Nov 20, 2025Uncategorized

You can outsource a service. You cannot outsource the risk.

Third-party relationships are essential, but if something goes wrong, your bank is still accountable. That’s why strong vendor oversight is not just good practice… it’s a regulatory expectation.

What’s at Stake

Your core processor, cloud provider, mobile banking vendor, even your marketing software—all of these touch sensitive data. A weakness in any link could expose your customers and damage your reputation.

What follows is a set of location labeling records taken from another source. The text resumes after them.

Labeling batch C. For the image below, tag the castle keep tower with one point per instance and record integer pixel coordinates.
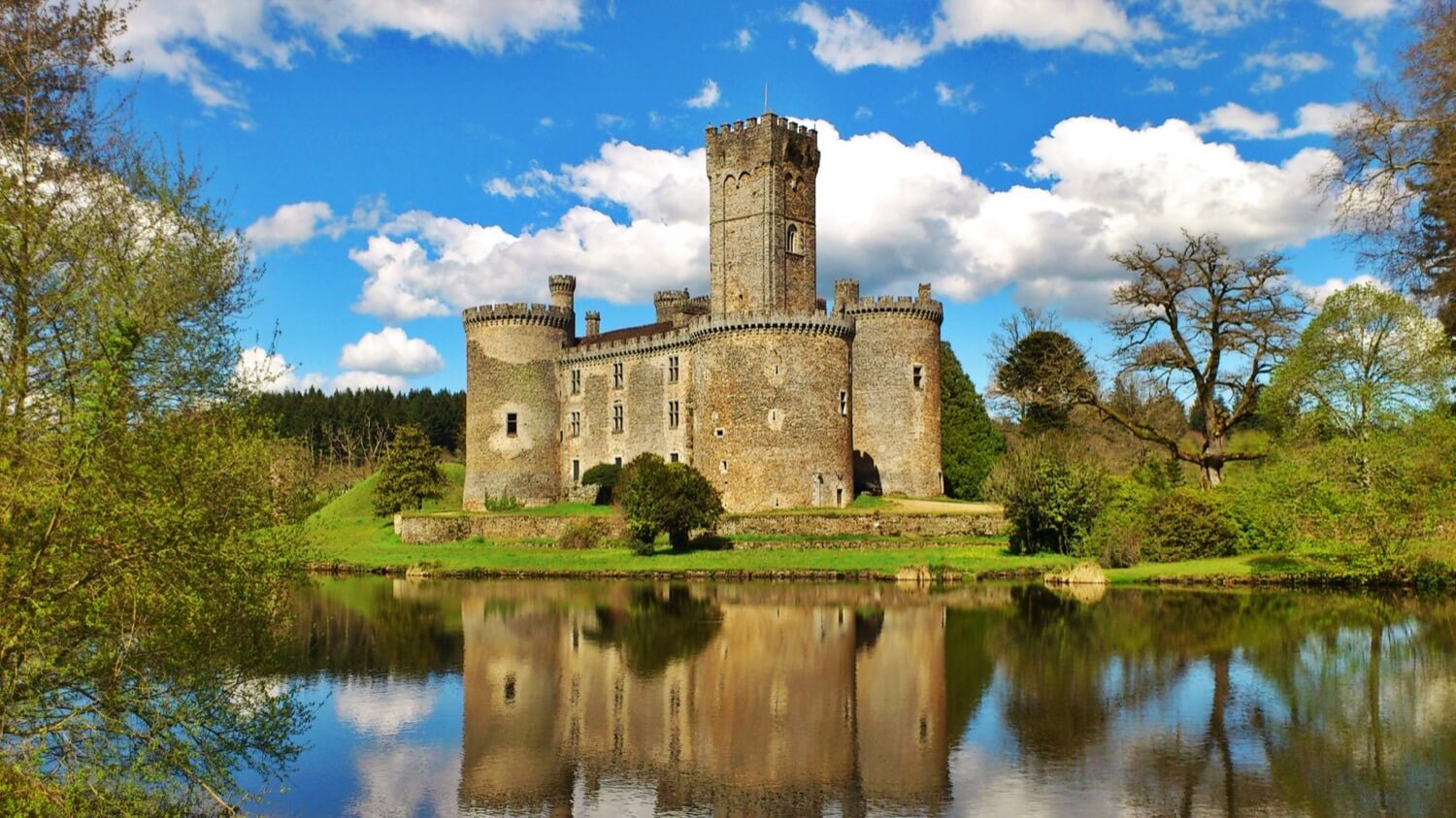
(760, 215)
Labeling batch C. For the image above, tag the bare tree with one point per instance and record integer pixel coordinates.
(1210, 328)
(1394, 183)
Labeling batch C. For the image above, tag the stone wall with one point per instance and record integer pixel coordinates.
(870, 524)
(897, 421)
(430, 530)
(769, 430)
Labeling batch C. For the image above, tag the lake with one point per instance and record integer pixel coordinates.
(561, 698)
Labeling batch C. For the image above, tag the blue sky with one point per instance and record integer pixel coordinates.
(396, 160)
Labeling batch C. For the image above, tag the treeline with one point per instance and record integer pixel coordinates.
(352, 427)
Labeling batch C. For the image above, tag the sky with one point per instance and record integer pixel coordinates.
(392, 162)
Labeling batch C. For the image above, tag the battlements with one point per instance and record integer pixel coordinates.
(806, 323)
(542, 314)
(768, 119)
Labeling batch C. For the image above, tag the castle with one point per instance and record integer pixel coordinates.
(778, 399)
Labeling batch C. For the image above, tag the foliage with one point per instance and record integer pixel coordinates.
(1369, 360)
(1395, 180)
(145, 567)
(1040, 372)
(667, 497)
(1050, 492)
(410, 474)
(582, 535)
(1210, 325)
(352, 427)
(970, 442)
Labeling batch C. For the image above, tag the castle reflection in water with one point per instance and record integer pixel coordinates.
(779, 704)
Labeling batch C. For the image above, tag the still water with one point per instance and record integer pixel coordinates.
(541, 698)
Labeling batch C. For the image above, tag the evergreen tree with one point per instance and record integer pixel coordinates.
(970, 442)
(410, 474)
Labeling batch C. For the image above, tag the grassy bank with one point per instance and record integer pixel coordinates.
(348, 538)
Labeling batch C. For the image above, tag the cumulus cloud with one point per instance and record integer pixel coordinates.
(291, 224)
(852, 41)
(169, 37)
(390, 351)
(1246, 124)
(259, 370)
(705, 98)
(888, 213)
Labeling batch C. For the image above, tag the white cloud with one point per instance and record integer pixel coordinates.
(390, 351)
(705, 98)
(1316, 293)
(1360, 9)
(957, 96)
(1240, 121)
(850, 41)
(169, 37)
(259, 370)
(1277, 69)
(291, 224)
(888, 213)
(1245, 124)
(360, 380)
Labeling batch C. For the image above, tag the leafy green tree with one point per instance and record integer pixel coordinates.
(145, 573)
(667, 497)
(1369, 360)
(970, 442)
(410, 474)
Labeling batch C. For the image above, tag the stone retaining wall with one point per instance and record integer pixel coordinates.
(873, 524)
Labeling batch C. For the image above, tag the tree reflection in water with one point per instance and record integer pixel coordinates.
(855, 701)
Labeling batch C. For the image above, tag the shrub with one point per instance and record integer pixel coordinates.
(1051, 494)
(1190, 524)
(667, 497)
(582, 535)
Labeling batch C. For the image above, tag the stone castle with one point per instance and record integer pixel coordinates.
(778, 399)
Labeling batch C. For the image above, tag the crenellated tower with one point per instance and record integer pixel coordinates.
(760, 215)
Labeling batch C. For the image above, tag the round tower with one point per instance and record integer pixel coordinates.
(772, 410)
(513, 412)
(897, 393)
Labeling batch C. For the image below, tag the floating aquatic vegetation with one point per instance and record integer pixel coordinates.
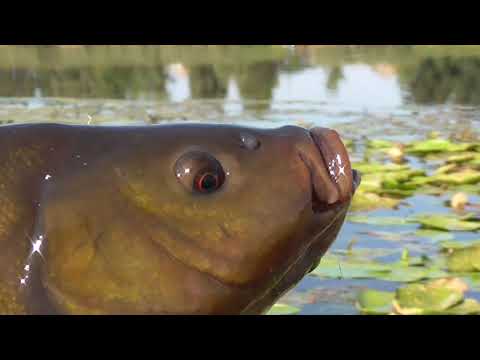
(434, 235)
(448, 246)
(406, 270)
(377, 220)
(283, 309)
(373, 302)
(464, 259)
(364, 201)
(442, 296)
(430, 146)
(447, 222)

Common vendor risk issues:

  • Missing due diligence before onboarding
  • Lack of clear service level agreements (SLAs)
  • No formal exit strategy if things go south
  • Insufficient ongoing monitoring

Key Risk Management Practices

  1. Due Diligence – Review financial health, security practices, audits (SOC 2, etc.)
  2. Contract Management – Ensure SLAs define uptime, breach response, notification timelines
  3. Ongoing Oversight – Conduct annual reviews, require breach reporting, assess performance
  4. Exit Planning – Have a backup vendor or off-ramp plan for each critical partner
Audit your top 10 vendors:

  • Do you have contracts on file?
  • Are they reviewed annually?
  • What’s the exit strategy if they fail?

Build a vendor risk matrix. Because the next headline breach could come from someone with your logo on their footer.